APA: PTSD will be included in a new chapter in DSM-5 on Trauma- and Stressor-Related Disorders. Compared to DSM-IV, the diagnostic criteria for DSM-5 draw a clearer line when detailing what constitutes a traumatic event. Sexual assault is specifically included, for example, as is a recurring exposure that could apply to police officers or first responders. DSM-5 pays more attention to the behavioral symptoms that accompany PTSD and proposes four distinct diagnostic clusters instead of three. They are described as re-experiencing, avoidance, negative cognitions and mood, and arousal.

Social Anxiety Disorder: Isn't social anxiety disorder just shyness?

APA: No. Social anxiety disorder is about more than just shyness and can be considerably disabling. A diagnosis requires that a person's fear or anxiety be out of proportion -- in frequency and/or duration -- to the actual situation. The symptoms must be persistent, lasting six months or longer. In DSM-IV, the time frame was required only for children; DSM-5 expands this criterion to include adults as well.
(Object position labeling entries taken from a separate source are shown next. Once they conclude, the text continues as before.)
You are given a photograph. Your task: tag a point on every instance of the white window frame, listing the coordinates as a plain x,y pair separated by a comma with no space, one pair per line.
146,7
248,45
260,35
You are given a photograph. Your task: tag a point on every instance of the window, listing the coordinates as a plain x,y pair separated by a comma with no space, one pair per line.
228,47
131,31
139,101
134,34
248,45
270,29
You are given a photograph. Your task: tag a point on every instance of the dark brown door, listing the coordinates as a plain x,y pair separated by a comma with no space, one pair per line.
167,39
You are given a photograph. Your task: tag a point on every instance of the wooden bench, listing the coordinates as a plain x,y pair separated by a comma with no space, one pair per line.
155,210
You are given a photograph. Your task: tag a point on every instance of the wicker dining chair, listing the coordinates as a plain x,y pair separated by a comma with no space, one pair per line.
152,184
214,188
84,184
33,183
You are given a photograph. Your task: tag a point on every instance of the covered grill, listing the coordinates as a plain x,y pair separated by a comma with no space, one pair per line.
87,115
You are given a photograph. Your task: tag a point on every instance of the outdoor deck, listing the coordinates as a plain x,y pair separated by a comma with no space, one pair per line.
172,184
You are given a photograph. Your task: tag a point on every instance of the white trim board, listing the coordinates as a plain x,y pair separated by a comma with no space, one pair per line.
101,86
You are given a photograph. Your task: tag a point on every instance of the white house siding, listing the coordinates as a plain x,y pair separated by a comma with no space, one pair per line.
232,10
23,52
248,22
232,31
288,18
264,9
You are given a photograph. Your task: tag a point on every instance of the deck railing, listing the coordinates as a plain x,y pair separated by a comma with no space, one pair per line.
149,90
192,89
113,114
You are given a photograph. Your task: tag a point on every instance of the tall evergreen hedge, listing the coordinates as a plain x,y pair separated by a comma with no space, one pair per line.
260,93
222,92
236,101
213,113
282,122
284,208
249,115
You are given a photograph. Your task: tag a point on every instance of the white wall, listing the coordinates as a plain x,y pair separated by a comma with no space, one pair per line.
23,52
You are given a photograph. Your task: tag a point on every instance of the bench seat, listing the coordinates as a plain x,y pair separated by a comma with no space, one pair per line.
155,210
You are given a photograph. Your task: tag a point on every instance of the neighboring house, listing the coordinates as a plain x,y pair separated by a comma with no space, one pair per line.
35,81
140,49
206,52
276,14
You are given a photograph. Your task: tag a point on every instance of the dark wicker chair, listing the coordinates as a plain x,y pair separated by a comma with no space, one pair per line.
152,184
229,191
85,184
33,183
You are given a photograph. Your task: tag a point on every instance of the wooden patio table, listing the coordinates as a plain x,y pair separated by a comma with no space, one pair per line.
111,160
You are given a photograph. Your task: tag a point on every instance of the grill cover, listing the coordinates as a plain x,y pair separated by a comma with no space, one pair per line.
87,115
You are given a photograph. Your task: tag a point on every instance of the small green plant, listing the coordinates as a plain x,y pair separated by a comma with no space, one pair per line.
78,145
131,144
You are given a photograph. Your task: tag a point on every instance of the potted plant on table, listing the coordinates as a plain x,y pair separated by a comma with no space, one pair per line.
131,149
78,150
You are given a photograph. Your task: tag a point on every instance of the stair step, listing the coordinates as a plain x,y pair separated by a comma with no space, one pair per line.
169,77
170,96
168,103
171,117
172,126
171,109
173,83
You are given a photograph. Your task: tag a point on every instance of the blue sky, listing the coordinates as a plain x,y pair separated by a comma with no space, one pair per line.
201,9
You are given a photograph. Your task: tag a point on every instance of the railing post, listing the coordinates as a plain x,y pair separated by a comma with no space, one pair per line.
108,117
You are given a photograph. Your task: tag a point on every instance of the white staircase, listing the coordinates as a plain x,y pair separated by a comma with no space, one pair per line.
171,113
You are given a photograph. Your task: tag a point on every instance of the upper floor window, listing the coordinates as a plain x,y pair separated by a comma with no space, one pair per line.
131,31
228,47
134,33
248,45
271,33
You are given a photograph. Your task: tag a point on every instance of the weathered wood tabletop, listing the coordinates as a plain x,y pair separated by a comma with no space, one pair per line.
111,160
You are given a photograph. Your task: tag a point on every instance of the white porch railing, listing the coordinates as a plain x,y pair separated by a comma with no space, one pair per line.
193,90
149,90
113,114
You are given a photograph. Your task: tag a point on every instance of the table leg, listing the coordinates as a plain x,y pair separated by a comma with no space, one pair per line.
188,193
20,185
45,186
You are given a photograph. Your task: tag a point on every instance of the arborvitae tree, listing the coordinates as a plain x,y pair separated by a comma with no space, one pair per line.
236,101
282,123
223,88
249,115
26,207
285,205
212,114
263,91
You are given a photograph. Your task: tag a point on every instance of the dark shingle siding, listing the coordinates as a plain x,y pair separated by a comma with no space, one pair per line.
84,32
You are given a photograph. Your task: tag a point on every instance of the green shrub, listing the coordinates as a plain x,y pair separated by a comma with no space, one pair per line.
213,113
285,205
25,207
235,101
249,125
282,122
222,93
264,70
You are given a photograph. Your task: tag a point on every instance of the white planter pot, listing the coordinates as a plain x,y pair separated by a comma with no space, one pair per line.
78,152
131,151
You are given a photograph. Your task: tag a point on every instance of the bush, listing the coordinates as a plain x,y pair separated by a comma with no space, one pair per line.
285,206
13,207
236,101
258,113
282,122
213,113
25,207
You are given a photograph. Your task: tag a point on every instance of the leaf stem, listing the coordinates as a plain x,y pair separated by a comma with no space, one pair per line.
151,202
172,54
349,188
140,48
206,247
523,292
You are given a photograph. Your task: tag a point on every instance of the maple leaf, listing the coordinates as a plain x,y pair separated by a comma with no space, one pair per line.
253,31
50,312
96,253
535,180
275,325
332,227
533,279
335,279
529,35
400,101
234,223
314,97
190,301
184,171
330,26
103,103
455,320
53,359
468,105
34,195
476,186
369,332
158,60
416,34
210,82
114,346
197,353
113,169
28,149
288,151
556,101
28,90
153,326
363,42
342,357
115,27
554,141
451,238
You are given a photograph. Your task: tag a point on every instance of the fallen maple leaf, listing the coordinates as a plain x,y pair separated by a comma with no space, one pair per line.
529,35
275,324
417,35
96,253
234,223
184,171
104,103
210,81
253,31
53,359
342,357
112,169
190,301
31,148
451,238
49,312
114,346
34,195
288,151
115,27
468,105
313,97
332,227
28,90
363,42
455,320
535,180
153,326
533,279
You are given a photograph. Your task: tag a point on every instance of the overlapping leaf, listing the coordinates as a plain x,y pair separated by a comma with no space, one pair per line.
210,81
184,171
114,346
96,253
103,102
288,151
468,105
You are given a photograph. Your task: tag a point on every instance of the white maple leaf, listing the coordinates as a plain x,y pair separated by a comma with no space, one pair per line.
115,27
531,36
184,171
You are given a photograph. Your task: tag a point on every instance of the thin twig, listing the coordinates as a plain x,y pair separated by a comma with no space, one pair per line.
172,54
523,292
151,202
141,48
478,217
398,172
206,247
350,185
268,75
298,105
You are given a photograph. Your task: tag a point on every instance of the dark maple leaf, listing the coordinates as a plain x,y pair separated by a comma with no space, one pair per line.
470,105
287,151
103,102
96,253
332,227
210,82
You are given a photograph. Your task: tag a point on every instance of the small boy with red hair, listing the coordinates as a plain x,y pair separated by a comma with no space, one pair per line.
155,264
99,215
The minimum symptom period reduces the possibility that an individual is experiencing only transient or temporary fear.

Somatic Symptom Disorder: Will DSM-5's somatic symptom disorder cause medical problems to be missed or be mislabeled as mental disorders?

APA: DSM-5 criteria encourage clinicians to more comprehensively consider the patient's behaviors, thoughts, and feelings, rather than focus primarily on whether or not the presenting physical symptoms can be medically explained. Most patients with medical disorders are not likely to have the dysfunctional thoughts, feelings, and behaviors that characterize SSD. However, a patient may have both medically explained symptoms from a non-psychiatric medical disorder as well as excessive thoughts or worries about their symptoms that result in clinically significant distress or impairment. Therefore, an SSD diagnosis does not mean that a non-psychiatric medical disorder is not present and cannot be diagnosed.